The SEC and the CFTC have developed the swaps definitions document to implement parts of Title VII of the Dodd-Frank Wall Street Reform and Consumer Protection Act. Title VII of the act will create a new swaps regulatory system that involves both the SEC and the CFTC. The SEC is supposed to define and regulate “security-based swaps,” and the CFTC is supposed to regulate other types of swaps.

The SEC and CFTC asking for public comments on the efforts to fine-tune the “key definitions” to be used in the regulatory process.

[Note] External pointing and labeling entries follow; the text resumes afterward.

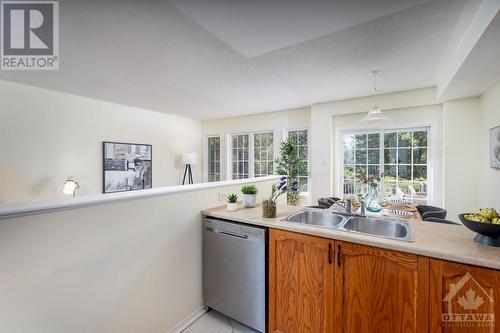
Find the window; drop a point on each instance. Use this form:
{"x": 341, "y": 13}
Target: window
{"x": 252, "y": 155}
{"x": 300, "y": 138}
{"x": 240, "y": 158}
{"x": 213, "y": 158}
{"x": 263, "y": 154}
{"x": 401, "y": 156}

“Commenters are encouraged to address aspects of the key definitions such as the extent to which the definitions should be based on qualitative or quantitative factors and what those factors should be, any analogous areas of law, economics, or industry practice, and any factors specific to the commenter’s experience,” officials say.

In the Dodd-Frank Act, Congress has developed a long definition of the term “swap.”

The definition includes any agreement, contract or transaction that is a “put, call, cap, floor, collar, or similar option of any kind that is for the purchase or sale, or based on the value, of 1 or more interest or other rates, currencies, commodities, securities, instruments of indebtedness, indices, quantitative measures, or other financial or economic interests or property of any kind.”

The definition also includes any arrangement that provides for “any purchase, sale, payment, or delivery (other than a dividend on an equity security) that is dependent on the occurrence, nonoccurrence, or the extent of the occurrence of an event or contingency associated with a potential financial, economic, or commercial consequence,” and it includes any security-based swap agreement that meets the definition of “swap agreement” given in Section 206A of the GrammLeach-Bliley Financial Services Modernization Act of 1999 in which “a material term is based on the price, yield, value, or volatility of any security or any group or index of securities, or any interest therein.”

The SEC and CFTC will be implementing another term included in the Dodd-Frank Act: “Eligible contract participant.”

Eligible contract participants can continue to participate in swaps transactions without going through an exchange or similar facility; other parties that want to get involved with swaps must have the transactions cleared.

Under the terms of the Dodd-Frank Act, the definition of “eligible contract participant” includes “an insurance company that is regulated by a state, or that is regulated by a foreign government and is subject to comparable regulation as determined by the [Commodity Futures Trading] Commission, including a regulated subsidiary or affiliate of such an insurance company,” officials say.

In another part of the definition of eligible contract participant, the SEC and CFTC say the definition includes an employee benefit plan subject to the Employee Retirement Income Security Act, a governmental employee benefit plan, or a foreign person performing a similar role, if the plan has more than $5 million in assets or the plan’s investment decisions are made by an investment advisor or commodity advisor, a foreign investment or commodity advisor, a financial institution, or an insurance company or a regulated subsidiary or affiliate of an insurance company.